El río fluye hacia el mar, pero no logra llenarlo (25)




‘¿Realmente está bien que el emperador dé la espalda a Kassel Escalante, quien ni siquiera ha regresado del campo de batalla?’, que era casi como una orden divina.

La actitud despreocupada del Duque, sugiriendo que, al final, las cosas no saldrían bien, y que sería mejor evitar reprimir la situación desde el principio, alteró de inmediato el humor del emperador.

Como la justificación era limitada, sus acciones eran a medias una traición, pero la conclusión no era una traición; la disposición del consejo no sería más que un uno o dos años de confinamiento. Juan Escalante, de hecho, no tenía mucho que perder. El emperador lo observó fijamente y abrió la boca, mientras Juan, con una expresión de quien lo sabía perfectamente, permanecía impasible.


—Juan… de principio a fin, son locuras.
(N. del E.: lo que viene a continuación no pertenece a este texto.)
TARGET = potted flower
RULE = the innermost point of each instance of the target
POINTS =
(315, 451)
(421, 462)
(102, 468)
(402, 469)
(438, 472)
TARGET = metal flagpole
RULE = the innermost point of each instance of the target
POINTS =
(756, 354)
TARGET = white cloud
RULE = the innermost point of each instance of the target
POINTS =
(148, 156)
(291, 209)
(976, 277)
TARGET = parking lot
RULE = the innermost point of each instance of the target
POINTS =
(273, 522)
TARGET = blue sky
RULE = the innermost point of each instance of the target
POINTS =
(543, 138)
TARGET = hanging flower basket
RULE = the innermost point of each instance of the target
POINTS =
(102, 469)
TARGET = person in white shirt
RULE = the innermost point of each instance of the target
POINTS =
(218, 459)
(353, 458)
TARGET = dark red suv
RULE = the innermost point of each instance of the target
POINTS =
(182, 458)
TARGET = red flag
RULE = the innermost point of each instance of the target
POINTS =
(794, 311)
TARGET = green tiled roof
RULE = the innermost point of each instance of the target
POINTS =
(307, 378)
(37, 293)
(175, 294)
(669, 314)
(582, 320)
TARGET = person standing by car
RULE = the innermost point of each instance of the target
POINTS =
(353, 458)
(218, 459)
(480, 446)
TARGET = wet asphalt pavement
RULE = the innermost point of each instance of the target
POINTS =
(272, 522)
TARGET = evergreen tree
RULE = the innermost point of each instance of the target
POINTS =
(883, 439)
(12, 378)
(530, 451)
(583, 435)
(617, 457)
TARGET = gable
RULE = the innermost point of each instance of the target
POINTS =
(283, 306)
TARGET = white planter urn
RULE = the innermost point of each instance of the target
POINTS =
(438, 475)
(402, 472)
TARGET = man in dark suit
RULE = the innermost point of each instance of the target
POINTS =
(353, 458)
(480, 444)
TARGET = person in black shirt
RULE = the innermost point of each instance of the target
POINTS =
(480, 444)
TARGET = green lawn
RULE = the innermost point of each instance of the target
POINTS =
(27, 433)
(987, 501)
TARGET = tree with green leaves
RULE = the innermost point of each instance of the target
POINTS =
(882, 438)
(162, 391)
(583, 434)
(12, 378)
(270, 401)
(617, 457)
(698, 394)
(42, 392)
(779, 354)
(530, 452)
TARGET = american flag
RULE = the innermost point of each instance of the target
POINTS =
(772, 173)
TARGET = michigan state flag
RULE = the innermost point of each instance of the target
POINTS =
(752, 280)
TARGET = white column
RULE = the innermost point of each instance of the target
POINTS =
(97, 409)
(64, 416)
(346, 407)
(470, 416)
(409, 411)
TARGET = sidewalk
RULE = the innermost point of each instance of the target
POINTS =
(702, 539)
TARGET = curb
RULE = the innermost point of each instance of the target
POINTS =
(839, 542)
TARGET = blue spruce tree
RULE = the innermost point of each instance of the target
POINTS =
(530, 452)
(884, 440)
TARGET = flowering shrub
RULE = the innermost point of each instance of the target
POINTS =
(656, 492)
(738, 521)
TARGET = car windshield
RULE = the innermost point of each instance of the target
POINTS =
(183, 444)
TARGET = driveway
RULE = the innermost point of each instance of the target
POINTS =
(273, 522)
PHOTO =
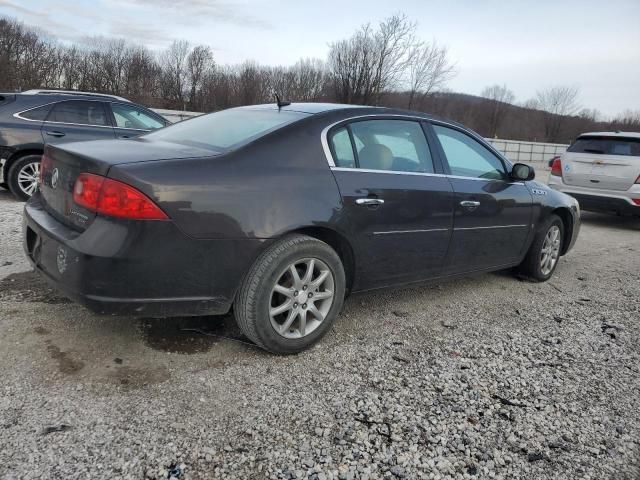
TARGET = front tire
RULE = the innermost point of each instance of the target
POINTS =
(544, 253)
(291, 295)
(23, 176)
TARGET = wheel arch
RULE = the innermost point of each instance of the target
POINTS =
(339, 243)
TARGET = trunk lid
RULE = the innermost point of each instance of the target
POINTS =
(62, 164)
(602, 163)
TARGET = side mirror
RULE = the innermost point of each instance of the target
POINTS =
(522, 172)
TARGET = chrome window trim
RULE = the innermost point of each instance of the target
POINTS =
(389, 172)
(78, 124)
(327, 150)
(18, 114)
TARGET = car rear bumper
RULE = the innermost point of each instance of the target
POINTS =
(598, 200)
(137, 268)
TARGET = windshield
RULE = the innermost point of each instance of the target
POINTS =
(607, 146)
(226, 129)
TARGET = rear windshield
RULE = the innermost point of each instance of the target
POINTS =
(607, 146)
(226, 129)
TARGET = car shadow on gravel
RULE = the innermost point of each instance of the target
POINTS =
(604, 220)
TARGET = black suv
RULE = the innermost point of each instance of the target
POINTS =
(31, 119)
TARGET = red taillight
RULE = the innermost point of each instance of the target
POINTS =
(556, 167)
(113, 198)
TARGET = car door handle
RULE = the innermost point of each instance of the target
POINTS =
(55, 133)
(369, 201)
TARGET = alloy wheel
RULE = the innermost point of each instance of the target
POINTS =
(28, 178)
(550, 250)
(301, 298)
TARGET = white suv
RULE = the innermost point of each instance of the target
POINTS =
(602, 171)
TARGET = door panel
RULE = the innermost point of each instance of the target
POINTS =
(403, 239)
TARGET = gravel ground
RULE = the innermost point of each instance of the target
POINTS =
(488, 377)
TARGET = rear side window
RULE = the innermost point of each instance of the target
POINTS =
(38, 114)
(79, 112)
(129, 116)
(467, 157)
(607, 146)
(226, 129)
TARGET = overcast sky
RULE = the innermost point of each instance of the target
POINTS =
(593, 45)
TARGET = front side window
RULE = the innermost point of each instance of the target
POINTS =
(392, 145)
(467, 157)
(226, 129)
(79, 112)
(129, 116)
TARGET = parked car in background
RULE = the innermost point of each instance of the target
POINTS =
(279, 211)
(602, 171)
(31, 119)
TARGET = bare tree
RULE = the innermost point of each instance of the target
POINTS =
(628, 120)
(392, 42)
(429, 69)
(499, 96)
(557, 103)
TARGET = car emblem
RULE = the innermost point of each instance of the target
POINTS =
(54, 178)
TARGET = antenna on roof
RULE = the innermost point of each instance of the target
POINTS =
(279, 102)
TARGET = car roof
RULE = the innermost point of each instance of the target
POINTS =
(615, 134)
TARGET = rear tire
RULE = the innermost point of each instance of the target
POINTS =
(543, 255)
(291, 295)
(22, 176)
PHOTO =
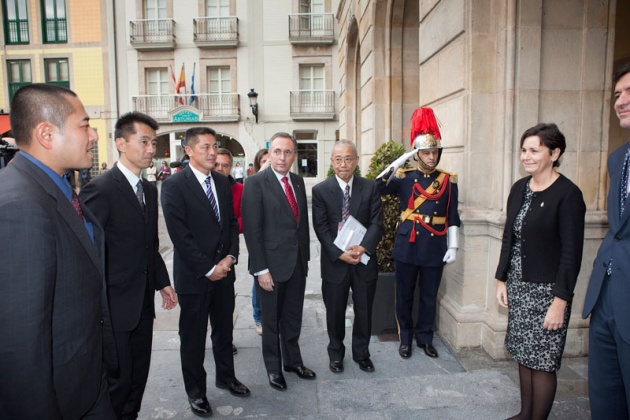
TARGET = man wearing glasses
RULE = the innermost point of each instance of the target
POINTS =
(334, 200)
(275, 224)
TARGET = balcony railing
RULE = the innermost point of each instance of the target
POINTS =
(216, 32)
(312, 104)
(309, 28)
(16, 31)
(224, 107)
(55, 31)
(152, 34)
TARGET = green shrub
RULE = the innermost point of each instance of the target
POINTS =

Entiendo tu rabia con Oscar, pero jamás abandonarías a tu sobrino.

—Sé que mi tonto afecto siempre fue rehén de Su Majestad, pero Oscar ya no es la debilidad de Escalante.

—...…

—Era mi única debilidad, así que Escalante ya no tiene ninguna.
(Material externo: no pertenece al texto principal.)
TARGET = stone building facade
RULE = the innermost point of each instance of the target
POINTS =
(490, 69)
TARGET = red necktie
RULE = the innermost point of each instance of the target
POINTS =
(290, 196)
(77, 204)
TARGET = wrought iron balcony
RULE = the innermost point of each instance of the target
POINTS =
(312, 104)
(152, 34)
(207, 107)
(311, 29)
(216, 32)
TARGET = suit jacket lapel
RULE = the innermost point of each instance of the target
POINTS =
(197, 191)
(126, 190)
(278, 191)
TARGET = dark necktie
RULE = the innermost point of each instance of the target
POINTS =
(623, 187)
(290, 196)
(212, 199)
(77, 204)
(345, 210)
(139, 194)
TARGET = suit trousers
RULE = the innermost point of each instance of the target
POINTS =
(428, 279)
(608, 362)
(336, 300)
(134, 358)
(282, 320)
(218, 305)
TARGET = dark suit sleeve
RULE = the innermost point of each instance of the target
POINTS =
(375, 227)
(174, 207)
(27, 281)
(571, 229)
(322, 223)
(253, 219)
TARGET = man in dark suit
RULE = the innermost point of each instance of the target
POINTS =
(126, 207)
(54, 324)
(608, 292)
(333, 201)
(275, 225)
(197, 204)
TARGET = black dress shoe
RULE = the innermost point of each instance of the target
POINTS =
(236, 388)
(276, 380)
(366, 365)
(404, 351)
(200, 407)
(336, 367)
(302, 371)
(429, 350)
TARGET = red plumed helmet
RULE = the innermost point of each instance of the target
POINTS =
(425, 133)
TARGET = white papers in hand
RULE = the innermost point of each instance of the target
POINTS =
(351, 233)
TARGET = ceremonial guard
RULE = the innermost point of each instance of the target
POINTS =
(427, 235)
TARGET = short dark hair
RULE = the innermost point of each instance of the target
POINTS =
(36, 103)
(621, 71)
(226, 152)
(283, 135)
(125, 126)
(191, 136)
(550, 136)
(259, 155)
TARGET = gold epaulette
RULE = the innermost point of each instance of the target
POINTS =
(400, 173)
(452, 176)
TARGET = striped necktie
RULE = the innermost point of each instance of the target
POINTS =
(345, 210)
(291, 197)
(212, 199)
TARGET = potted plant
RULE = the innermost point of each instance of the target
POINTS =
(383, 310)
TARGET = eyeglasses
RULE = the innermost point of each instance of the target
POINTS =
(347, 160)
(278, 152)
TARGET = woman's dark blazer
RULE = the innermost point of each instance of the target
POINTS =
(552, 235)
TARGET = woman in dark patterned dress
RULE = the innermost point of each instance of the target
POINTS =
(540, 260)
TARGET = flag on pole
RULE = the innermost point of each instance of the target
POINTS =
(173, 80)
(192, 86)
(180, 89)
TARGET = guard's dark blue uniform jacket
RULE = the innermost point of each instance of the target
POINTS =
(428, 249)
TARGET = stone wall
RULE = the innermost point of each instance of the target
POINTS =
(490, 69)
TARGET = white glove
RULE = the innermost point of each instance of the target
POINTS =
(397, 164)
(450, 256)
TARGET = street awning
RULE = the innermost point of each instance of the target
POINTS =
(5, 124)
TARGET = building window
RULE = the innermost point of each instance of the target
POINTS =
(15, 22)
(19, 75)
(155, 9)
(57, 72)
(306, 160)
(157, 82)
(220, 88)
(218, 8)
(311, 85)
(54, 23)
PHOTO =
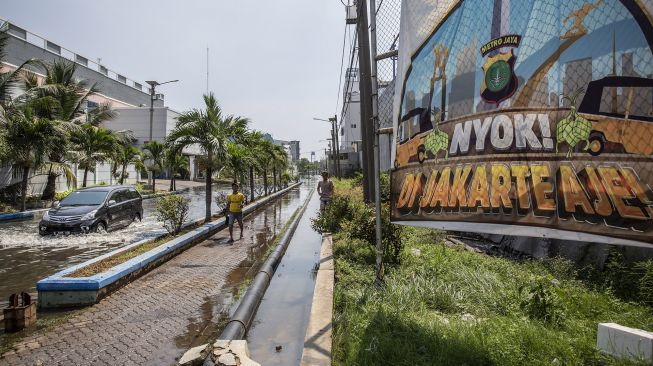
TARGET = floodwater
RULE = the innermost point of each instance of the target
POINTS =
(26, 257)
(282, 317)
(216, 310)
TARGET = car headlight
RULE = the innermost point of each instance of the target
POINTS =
(90, 215)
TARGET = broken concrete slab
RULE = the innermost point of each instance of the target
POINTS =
(195, 356)
(625, 342)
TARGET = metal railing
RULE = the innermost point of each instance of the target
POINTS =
(54, 48)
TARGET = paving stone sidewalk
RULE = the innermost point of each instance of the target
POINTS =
(153, 320)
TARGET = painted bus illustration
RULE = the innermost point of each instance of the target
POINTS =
(621, 111)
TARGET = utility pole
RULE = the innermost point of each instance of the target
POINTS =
(367, 127)
(336, 131)
(377, 163)
(153, 84)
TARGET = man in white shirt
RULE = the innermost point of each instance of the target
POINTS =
(325, 190)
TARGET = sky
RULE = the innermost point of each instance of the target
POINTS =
(276, 62)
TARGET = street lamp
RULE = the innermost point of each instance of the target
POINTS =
(153, 85)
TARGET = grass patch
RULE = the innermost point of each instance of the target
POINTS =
(447, 306)
(43, 324)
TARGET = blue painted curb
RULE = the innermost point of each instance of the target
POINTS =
(58, 281)
(17, 215)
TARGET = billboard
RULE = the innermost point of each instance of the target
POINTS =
(526, 117)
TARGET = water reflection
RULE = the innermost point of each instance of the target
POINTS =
(26, 257)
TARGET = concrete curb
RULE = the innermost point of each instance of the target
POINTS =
(161, 194)
(317, 342)
(17, 215)
(61, 291)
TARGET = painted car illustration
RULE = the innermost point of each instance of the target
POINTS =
(620, 109)
(412, 127)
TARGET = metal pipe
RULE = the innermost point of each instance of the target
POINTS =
(244, 314)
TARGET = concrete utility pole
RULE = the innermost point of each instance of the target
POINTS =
(377, 163)
(153, 85)
(335, 150)
(367, 127)
(336, 133)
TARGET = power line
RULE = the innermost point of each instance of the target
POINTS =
(342, 61)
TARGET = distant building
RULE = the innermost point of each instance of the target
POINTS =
(130, 98)
(294, 149)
‘¿Así que ahora abandonarás a tu hermana y te harás pasar por el señor de Esposa?’. El emperador, que rechinó los dientes como si estuviera indignado, finalmente esbozó una sonrisa nerviosa en su rostro agotado. Y, como si ya fuera suficiente, levantó una mano y murmuró:


—Basta. Entiendo bien la amenaza del Duque.

—Me apena.

—Garantizo la seguridad de Inés. También prometo su pronta liberación. Sin embargo, lamentablemente, yo todavía no tengo una justificación para echar a mi hijo. Así que dame algo de tiempo.

—Majestad, para nosotros no son días, son minutos lo que cuenta. Mi esposa se enfermará esperando.
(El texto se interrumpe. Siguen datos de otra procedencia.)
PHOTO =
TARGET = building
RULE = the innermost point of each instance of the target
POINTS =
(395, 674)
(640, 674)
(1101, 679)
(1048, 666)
—¿Quieres que prepare una habitación para una dama en Belgrano?

—Hay suficientes habitaciones en la mansión Escalante, así que por favor, envíela.

—Así no nos entendemos. No sabemos cómo resultarán las cosas, así que es justo que nosotros también tengamos una carta bajo la manga, ¿no?

—La distinción entre el culpable y la víctima es clara. No es momento de hablar de justicia.

—Pero aún así, le han puesto una espada al noble cuerpo del príncipe, ¿y la dignidad de la Casa Imperial, eh? Si la atrapan y no sufre ni un momento, ¿qué pasará con la autoridad imperial? Incluso Inés debe fingir ser una criminal para evitar la venganza de Cayetana…

—Eso tampoco es algo a considerar, así que por favor, ponga un límite de tiempo.

—Diez días.

—Es demasiado.

—¿Ocho días?

—Incluso dos días son difíciles. Recuerde el carácter de Duque Valeztena.

—¿Ahora el carácter del suegro de tu hijo también es motivo de amenaza?

—¿Cómo me atrevería a tanto?

—Dos días, no es un juego de niños…

—¡Majestad!


En ese momento, la puerta se abrió de repente. Era un joven sirviente que estaba en el lugar del mayordomo. Sin inmutarse por la molesta mirada del emperador, el sirviente corrió hacia adentro y le susurró algo al oído del emperador, mientras miraba continuamente a Duque Escalante.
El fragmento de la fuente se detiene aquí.